How HDFS Knows the Boundaries

HDFS doesn’t interpret the content. It simply:

Counts bytes from the beginning of the file.
After reaching the block size limit (e.g., 128MB), it starts a new block.
This continues until the entire file is chunked into blocks.

Important: HDFS doesn’t care whether it’s breaking a sentence, a word, or a paragraph — it just splits by byte count.

How the Metadata Tracks Boundaries

The NameNode’s metadata includes:

The exact number of bytes in each block
The offsets for each block (e.g., Block 0 = bytes 0–134217727)
A pointer to where each block is stored on which DataNodes

This allows HDFS clients to reassemble the file byte-for-byte during reading.

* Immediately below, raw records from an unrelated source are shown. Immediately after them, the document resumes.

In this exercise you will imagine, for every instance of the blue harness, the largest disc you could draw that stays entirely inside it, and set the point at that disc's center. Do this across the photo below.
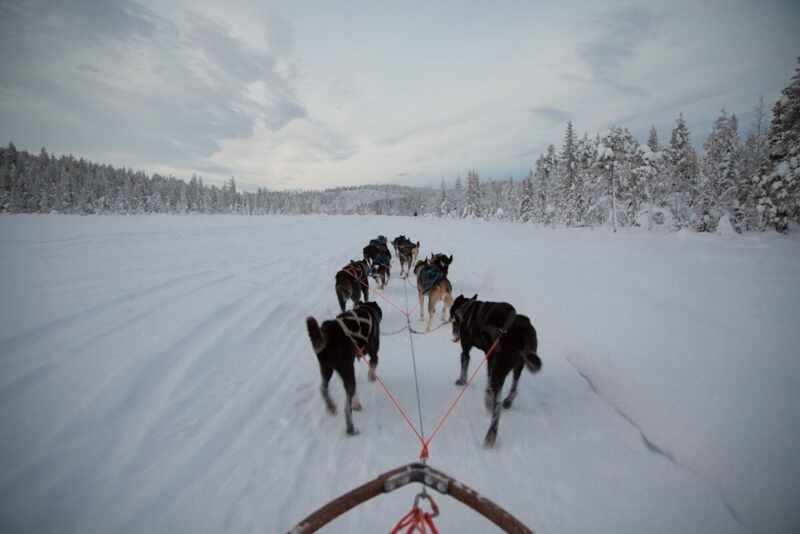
(429, 276)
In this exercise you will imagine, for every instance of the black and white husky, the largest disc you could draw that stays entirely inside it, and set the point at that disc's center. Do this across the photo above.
(337, 342)
(479, 324)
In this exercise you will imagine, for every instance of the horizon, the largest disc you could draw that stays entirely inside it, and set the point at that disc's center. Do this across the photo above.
(289, 97)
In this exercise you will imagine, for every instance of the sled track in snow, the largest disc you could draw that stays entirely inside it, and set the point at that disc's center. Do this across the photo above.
(656, 449)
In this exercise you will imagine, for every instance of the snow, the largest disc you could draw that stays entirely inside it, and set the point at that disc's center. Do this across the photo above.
(725, 228)
(156, 376)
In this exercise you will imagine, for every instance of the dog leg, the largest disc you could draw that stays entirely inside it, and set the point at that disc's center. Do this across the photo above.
(355, 403)
(491, 434)
(349, 379)
(491, 398)
(326, 373)
(462, 379)
(373, 365)
(431, 311)
(448, 303)
(513, 393)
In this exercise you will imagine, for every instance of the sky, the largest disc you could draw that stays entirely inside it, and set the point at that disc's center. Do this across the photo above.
(300, 95)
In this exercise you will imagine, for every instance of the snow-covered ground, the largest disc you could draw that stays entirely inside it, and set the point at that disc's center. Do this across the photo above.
(156, 376)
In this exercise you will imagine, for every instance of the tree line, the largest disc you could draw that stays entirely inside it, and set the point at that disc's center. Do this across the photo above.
(746, 184)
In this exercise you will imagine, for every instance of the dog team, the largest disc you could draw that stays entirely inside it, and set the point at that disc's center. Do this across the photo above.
(356, 332)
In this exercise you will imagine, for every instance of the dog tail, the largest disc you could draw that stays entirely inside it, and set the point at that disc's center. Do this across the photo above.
(533, 362)
(317, 337)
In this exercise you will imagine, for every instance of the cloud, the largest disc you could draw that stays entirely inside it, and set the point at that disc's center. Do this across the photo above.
(623, 31)
(108, 77)
(300, 96)
(552, 114)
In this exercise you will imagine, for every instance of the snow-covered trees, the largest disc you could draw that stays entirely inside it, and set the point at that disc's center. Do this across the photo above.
(444, 206)
(569, 193)
(42, 183)
(718, 191)
(681, 163)
(472, 204)
(778, 185)
(611, 180)
(527, 200)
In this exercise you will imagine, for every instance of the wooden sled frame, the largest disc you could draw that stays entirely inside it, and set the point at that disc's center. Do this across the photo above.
(402, 476)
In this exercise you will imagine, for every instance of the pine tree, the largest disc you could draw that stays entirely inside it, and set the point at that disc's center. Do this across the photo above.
(779, 183)
(754, 157)
(472, 206)
(527, 200)
(618, 157)
(718, 194)
(549, 185)
(652, 140)
(681, 164)
(569, 187)
(444, 208)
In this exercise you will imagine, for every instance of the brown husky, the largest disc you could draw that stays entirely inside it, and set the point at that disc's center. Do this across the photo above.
(432, 281)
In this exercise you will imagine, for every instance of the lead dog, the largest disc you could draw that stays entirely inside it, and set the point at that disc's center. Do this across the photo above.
(352, 282)
(481, 324)
(336, 344)
(432, 281)
(407, 255)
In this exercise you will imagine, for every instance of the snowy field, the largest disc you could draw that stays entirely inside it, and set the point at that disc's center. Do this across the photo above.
(156, 376)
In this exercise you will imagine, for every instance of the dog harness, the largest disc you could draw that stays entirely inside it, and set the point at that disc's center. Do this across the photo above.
(356, 270)
(356, 334)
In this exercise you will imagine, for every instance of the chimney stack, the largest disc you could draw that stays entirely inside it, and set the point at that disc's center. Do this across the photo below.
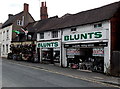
(26, 7)
(43, 11)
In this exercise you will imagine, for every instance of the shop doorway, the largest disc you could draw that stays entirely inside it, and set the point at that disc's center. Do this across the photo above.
(86, 58)
(47, 55)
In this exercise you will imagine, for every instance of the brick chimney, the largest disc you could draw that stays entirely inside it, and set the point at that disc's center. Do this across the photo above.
(26, 7)
(43, 11)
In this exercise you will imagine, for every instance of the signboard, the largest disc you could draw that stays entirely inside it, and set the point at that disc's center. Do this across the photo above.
(96, 35)
(50, 44)
(102, 44)
(98, 52)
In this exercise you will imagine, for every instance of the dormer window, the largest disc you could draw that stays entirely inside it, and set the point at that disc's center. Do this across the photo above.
(54, 34)
(98, 25)
(73, 29)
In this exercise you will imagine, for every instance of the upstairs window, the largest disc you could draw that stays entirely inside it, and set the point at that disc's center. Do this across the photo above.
(98, 25)
(41, 35)
(54, 34)
(73, 29)
(7, 34)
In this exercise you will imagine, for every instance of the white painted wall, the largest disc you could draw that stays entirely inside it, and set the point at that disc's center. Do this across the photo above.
(88, 28)
(48, 38)
(6, 41)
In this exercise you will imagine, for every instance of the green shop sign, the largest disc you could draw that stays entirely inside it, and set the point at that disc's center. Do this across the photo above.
(48, 44)
(85, 36)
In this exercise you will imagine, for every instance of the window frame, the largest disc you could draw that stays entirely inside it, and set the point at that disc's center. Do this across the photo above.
(42, 35)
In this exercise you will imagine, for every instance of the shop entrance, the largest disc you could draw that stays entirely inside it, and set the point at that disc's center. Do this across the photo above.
(86, 58)
(50, 55)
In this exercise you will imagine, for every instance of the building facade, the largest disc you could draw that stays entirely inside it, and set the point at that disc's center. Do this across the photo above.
(12, 30)
(49, 47)
(87, 44)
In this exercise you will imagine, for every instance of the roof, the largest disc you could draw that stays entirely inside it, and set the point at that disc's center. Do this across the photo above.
(12, 19)
(82, 18)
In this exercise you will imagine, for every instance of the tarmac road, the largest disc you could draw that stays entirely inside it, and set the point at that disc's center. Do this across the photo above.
(14, 75)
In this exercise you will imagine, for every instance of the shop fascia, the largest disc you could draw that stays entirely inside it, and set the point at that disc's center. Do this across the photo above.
(50, 44)
(94, 35)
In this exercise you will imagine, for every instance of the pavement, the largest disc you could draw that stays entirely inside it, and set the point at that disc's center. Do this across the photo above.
(75, 73)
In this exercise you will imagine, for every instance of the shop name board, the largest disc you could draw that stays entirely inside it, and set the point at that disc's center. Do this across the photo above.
(102, 44)
(85, 36)
(48, 44)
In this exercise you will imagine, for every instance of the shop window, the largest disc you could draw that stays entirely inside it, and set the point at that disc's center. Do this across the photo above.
(73, 29)
(98, 25)
(3, 48)
(3, 35)
(19, 22)
(7, 48)
(54, 34)
(7, 34)
(41, 35)
(29, 37)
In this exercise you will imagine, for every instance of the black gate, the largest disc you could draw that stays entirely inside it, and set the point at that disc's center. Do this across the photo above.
(115, 63)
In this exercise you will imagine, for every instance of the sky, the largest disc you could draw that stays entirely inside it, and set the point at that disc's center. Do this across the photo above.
(55, 7)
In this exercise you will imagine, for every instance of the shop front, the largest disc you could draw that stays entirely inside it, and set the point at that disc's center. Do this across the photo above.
(49, 52)
(86, 51)
(86, 56)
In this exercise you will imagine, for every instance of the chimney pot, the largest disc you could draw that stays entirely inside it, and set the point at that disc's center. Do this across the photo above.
(10, 15)
(26, 7)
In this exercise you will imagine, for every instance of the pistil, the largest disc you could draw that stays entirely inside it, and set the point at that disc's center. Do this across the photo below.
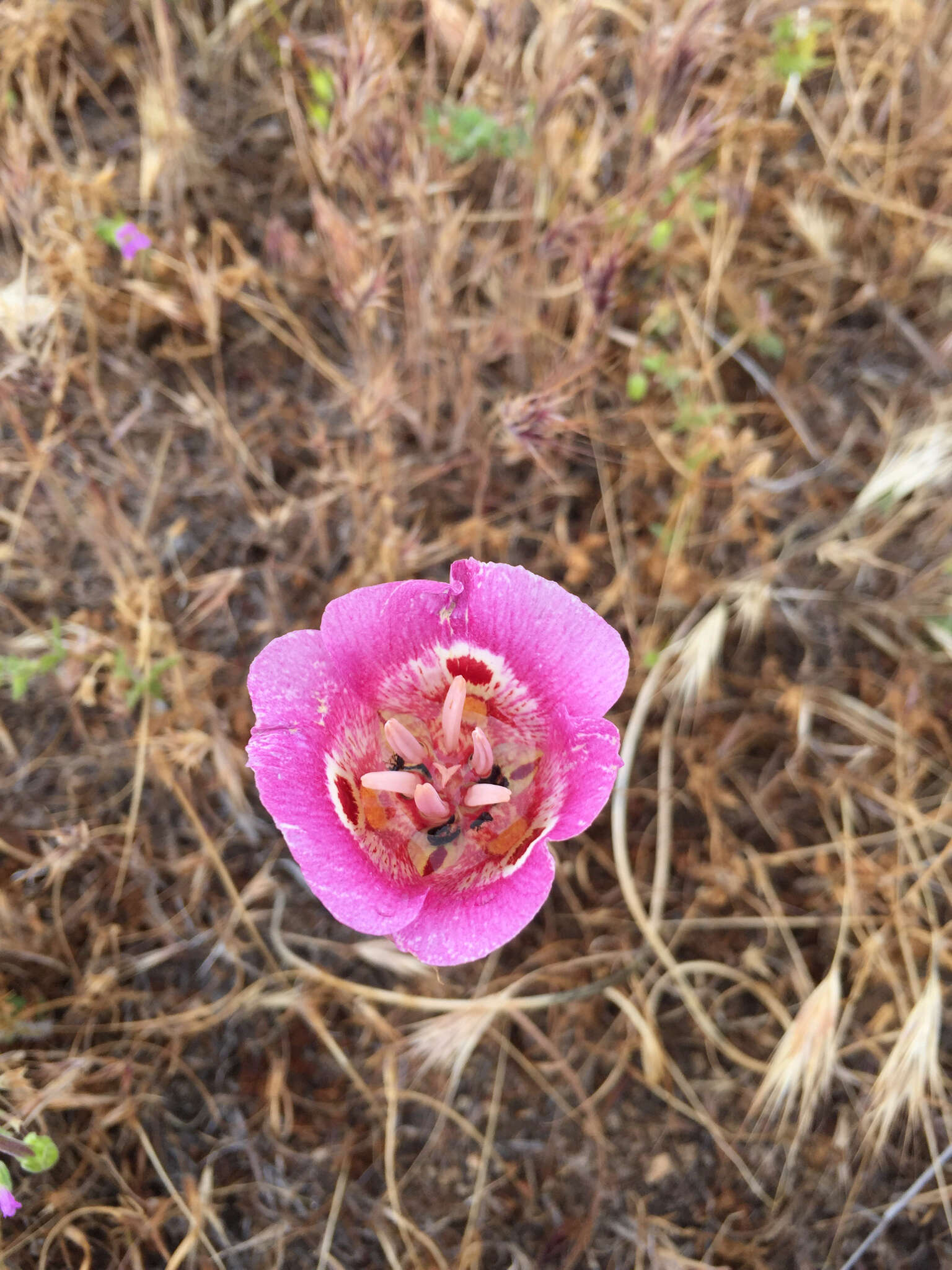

No Knowledge of Content Structure

HDFS does not store delimiters or understand data formats (like line breaks or commas). Content interpretation (e.g., parsing JSON, CSV, etc.) is handled at the application level using tools like:

Spark
Hive
MapReduce

These tools can be instructed to skip partial lines if a block starts or ends mid-record.

Summary

HDFS tracks block size and file boundaries purely by counting bytes, not by interpreting content. Each file’s size and its blocks are recorded in the NameNode’s metadata, ensuring precise reassembly of the data across distributed systems.